Be social media leaders

Amplify Intel and our brand

Today, we're scaling our participation even further. Since last December, Intel launched a global initiative and training program (Digital IQ) that is open to all employees to become active participants in all forms of social media. We built this framework to ensure employees are successful, to protect their own privacy online and to engage in ways that are consistent with ourethical and corporate standards.

We want employees to get involved online - engage, comment and participate in the areas where they're most passionate.

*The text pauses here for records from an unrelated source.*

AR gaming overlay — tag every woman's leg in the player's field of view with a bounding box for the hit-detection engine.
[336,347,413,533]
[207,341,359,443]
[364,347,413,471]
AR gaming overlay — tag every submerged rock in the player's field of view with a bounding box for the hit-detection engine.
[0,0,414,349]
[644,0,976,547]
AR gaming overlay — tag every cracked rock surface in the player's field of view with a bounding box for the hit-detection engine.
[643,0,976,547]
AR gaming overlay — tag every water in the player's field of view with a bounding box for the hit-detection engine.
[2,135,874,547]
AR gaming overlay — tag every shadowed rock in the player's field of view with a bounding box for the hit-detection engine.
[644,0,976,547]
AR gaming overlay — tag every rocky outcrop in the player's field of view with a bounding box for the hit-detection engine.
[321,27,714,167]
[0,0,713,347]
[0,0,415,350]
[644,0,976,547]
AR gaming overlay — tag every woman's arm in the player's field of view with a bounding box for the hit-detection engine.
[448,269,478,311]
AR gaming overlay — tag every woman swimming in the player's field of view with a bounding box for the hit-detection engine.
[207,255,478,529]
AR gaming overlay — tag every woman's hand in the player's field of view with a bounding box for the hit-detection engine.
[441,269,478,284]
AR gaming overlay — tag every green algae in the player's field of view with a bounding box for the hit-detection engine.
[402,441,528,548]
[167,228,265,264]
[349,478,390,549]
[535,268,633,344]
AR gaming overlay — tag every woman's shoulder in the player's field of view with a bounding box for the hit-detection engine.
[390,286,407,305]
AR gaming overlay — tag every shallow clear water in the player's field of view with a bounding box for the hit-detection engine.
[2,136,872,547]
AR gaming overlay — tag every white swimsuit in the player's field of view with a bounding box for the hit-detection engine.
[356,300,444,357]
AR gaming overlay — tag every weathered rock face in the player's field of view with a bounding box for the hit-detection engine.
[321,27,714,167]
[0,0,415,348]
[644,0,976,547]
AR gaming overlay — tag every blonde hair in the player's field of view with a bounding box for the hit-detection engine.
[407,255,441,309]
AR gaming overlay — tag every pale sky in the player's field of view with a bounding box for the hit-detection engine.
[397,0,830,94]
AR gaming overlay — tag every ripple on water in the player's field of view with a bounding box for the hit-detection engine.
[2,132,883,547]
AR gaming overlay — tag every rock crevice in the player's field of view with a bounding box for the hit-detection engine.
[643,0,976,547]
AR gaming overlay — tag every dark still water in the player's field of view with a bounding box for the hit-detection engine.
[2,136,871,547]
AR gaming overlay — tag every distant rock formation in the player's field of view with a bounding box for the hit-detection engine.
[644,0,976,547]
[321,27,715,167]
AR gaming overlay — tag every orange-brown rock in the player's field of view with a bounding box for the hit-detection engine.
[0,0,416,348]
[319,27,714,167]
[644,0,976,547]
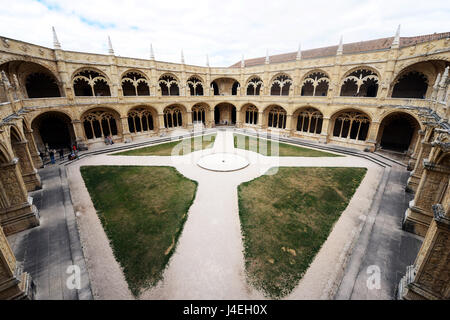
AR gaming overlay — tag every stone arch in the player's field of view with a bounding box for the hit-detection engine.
[270,73,294,96]
[72,67,111,96]
[331,109,371,141]
[186,75,204,96]
[264,105,287,129]
[293,106,323,134]
[31,111,76,152]
[377,111,420,152]
[127,105,158,134]
[0,60,64,99]
[163,104,186,129]
[80,107,122,141]
[240,103,260,125]
[389,60,450,99]
[120,69,150,96]
[191,102,210,125]
[301,69,330,96]
[158,73,180,96]
[245,75,264,96]
[340,66,381,97]
[214,102,237,125]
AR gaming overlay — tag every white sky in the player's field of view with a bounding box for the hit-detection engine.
[0,0,450,67]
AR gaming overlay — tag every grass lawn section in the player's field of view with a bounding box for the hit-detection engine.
[234,134,341,157]
[81,166,197,296]
[112,134,216,156]
[238,167,367,298]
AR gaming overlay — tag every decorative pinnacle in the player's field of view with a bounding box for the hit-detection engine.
[52,27,61,49]
[108,36,114,54]
[336,36,344,55]
[150,43,155,60]
[391,24,400,48]
[1,70,11,89]
[297,42,302,60]
[439,66,449,88]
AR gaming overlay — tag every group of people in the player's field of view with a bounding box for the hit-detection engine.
[39,144,78,164]
[105,136,114,145]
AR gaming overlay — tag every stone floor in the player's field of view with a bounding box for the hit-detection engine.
[8,165,92,300]
[8,128,422,299]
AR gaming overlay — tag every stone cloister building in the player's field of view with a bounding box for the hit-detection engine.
[0,30,450,299]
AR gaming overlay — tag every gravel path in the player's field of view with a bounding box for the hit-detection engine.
[68,131,383,299]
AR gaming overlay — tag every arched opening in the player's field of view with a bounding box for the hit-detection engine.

We encourage them to engage in conversations on competitive topics but in those cases where the topic is part of pending or existing legal or litigation matters, we ask that employees contact our legal department before proceeding, as there could be risk to the employee and to the company.

Within 12-weeks, over 700 Intel employees have "raised their hands" and volunteered to tell their story, lend their experience and share their knowledge directly on places like Twitter, Facebook, technology websites, BBSs in China and support forums throughout the planet. We're reaching out by engaging in technology conversations in existing communities where our knowledge is welcome and when participation is appropriate.

And, this is just the tip of the iceberg.

As a part of the Intel Social Media Center of Excellence and on behalf of my colleagues, we appreciate your continued feedback and participation. My hope is that this participation empowers us all and that we continue to discuss technology that defines tomorrow.

In follow-up posts, I'll be talking more specifically around some of our challenges, successes, and disappointments. What we've learned and the common struggles we share.